1. If there are negative numbers, it is recommended to use sint. 2, if all are positive, then uint, int, sint can be, but sint overcalculation Zigzag code, increase the calculation. It is recommended to use int by default, most likely sint for negative numbers. Note: There is no difference between Uint and int in Java, but there is a difference in C, so proto is designed with multiple platforms in mind. 3, if the proportion of large values is large, use fixed32 or fixed64.
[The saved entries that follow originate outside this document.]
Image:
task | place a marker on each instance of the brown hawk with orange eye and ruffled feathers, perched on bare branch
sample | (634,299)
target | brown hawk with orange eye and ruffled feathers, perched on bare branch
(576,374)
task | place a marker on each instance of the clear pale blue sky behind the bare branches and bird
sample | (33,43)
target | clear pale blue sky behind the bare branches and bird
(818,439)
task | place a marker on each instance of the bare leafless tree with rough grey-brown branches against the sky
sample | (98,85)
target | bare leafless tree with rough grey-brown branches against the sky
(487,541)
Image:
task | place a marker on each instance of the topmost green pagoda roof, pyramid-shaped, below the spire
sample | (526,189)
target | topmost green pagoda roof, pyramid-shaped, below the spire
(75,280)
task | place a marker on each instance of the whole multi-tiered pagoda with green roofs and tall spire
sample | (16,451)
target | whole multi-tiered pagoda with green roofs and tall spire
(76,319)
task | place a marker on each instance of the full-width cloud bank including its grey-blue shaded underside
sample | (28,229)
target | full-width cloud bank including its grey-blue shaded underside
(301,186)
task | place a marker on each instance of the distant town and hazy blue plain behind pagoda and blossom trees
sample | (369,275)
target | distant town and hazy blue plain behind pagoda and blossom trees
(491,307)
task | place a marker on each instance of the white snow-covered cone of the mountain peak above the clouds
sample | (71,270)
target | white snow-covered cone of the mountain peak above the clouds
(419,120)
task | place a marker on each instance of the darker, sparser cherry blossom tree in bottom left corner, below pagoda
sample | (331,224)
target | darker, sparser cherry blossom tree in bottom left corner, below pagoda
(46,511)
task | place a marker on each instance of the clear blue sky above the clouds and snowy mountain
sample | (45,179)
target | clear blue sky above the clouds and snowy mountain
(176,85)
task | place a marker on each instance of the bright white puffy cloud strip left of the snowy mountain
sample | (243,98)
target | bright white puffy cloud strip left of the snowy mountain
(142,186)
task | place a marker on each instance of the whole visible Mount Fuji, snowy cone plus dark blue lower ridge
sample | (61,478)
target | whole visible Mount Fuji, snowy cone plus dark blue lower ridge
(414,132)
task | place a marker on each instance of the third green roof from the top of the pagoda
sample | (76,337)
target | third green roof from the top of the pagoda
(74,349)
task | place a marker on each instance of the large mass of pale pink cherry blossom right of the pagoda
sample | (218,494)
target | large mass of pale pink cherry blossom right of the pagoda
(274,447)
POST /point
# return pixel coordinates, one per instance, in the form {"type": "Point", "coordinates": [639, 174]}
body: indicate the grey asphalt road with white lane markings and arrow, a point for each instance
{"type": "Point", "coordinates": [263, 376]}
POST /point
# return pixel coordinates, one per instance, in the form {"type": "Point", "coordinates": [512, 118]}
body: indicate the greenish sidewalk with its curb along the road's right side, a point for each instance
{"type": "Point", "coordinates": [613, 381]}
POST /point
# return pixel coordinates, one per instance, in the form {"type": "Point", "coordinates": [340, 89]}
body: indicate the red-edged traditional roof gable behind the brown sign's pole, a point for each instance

For string data: Avoid Chinese characters.

For the timestamp: int64 encoding is recommended.

For floating point numbers such as coordinates: it is recommended to convert them to integer data, encoded with INT64

5 References

[2] Protobuf encoding implementation parsing (Java) [3] serialization: Protocol Buffer Serialization Protocol Buffer Serialization Protocol Buffer Serialization Protocol Buffer Serialization Protocol Buffer Serialization Protocol Buffer Serialization Protobuf: Protobuf: Protobuf: Protobuf: Protobuf: Protobuf: Protobuf: Protobuf: Protobuf: Protobuf: Protobuf: Protobuf: Protobuf: Protobuf [7] Language Guide (Proto3) [8] Float type (float, double) stored in memory?